9.1. If any provision of this Contract is held by any court or other competent authority to be invalid or unenforceable in whole or in part, the validity of the other provisions of this Contract and the remainder of the provision in question shall not be affected.
9.2. Serco and customer acknowledge and agree that this Contract does not constitute, create or give effect to a joint venture, pooling arrangement principal/ agency relationship, partnership or formal business organisation of any kind and neither Serco nor Customer will have the right to bind the other without the other’s express prior written consent.
9.3. No failure or omission of Serco to enforce or observe any provision of this Contract, or the failure of Serco to exercise any right or remedy to which it is entitled hereunder, will constitute a waiver thereof and will not cause a diminution of the obligations established by this Contract.
9.4. This Contract is the entire agreement between the parties on the subject matter contained herein and supersedes all representations, communications and prior agreements between the parties in that regard.
9.5. Unless expressly provided in this Contract, no term of this Contract is enforceable pursuant to the Contracts (Rights of Third Parties) Act 1999 by any person who is not a party to it.
9.6. This Contract shall be governed by and construed in accordance with English law.

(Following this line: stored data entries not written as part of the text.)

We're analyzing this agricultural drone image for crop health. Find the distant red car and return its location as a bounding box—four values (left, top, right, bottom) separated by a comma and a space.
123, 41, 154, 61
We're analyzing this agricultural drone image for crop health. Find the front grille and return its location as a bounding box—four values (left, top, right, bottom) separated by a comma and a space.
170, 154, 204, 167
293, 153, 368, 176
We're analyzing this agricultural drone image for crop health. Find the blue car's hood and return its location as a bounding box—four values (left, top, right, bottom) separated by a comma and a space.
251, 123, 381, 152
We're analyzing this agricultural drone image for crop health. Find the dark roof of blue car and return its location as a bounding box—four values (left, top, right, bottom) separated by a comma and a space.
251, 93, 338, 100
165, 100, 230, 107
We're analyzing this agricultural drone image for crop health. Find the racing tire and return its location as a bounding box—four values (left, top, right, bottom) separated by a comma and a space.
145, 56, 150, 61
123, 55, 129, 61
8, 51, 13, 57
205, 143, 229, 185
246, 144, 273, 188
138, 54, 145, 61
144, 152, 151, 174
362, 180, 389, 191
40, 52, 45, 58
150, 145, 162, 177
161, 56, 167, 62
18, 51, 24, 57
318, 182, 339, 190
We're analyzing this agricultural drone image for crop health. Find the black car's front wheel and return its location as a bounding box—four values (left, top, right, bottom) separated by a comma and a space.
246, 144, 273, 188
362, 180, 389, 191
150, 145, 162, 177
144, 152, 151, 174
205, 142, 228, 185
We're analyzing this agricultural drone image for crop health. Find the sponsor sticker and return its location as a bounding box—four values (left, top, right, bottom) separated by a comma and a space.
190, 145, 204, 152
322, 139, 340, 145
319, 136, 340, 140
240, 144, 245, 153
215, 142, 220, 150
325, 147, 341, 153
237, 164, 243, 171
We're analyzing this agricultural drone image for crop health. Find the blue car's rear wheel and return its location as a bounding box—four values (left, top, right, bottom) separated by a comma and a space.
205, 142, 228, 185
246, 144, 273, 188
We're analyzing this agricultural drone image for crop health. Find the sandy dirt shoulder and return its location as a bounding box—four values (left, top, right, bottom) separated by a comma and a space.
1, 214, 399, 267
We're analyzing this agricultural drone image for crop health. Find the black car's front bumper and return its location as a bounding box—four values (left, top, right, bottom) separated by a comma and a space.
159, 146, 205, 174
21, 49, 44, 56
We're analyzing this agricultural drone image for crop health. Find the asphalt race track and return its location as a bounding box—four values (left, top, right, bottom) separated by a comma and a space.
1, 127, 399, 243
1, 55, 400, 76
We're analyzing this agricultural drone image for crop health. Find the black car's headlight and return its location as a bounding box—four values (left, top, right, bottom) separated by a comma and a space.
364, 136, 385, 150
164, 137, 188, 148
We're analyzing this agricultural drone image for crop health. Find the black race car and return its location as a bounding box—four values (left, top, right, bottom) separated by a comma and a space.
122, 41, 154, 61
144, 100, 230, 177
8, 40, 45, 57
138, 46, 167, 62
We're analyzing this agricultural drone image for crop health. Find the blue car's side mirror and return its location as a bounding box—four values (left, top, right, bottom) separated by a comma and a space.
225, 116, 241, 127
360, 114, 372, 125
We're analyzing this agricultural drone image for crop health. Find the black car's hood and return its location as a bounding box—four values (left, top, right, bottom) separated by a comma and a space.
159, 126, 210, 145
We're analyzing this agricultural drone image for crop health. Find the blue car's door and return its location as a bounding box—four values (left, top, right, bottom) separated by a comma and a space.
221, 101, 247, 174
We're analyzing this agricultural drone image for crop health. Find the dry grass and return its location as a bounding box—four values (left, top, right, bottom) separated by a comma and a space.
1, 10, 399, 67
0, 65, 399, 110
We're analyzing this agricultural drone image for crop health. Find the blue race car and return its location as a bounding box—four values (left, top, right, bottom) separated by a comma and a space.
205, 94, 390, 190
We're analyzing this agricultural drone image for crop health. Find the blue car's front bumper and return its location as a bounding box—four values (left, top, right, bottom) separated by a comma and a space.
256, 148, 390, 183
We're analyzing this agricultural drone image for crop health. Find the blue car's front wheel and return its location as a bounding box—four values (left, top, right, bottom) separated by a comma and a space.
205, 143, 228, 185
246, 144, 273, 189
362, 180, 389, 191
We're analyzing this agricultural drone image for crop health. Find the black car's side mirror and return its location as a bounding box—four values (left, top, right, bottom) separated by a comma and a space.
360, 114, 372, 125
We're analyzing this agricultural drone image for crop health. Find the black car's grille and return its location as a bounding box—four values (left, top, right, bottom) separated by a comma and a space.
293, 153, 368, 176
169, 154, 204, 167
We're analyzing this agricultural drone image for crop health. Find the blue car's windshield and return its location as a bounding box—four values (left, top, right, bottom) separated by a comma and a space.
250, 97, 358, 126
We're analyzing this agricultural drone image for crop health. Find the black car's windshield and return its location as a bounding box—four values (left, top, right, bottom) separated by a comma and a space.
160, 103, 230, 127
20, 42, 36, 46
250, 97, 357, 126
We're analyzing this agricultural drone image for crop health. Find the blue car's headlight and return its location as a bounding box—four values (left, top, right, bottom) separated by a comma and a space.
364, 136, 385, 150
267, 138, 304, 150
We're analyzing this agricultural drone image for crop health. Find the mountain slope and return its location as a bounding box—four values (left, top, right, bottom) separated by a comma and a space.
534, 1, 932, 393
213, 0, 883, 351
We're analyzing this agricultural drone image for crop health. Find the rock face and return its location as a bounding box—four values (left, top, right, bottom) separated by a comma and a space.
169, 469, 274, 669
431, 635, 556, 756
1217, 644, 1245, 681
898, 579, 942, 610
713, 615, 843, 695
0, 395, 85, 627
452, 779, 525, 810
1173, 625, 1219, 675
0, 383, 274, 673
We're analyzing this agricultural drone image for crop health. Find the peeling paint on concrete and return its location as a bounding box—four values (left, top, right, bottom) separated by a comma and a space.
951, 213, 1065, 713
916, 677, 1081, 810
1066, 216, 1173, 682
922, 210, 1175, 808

9.7. In the event of any dispute arising between the parties in connection with this Contract which cannot be resolved by the parties immediate representatives, senior representatives of the parties will, within ten (10) days of a written request from either party to the other, meet in good faith to attempt to resolve the dispute without recourse to legal proceedings, failing which this Contract is subject to the exclusive jurisdiction of the Courts of England and to which both parties hereby submit.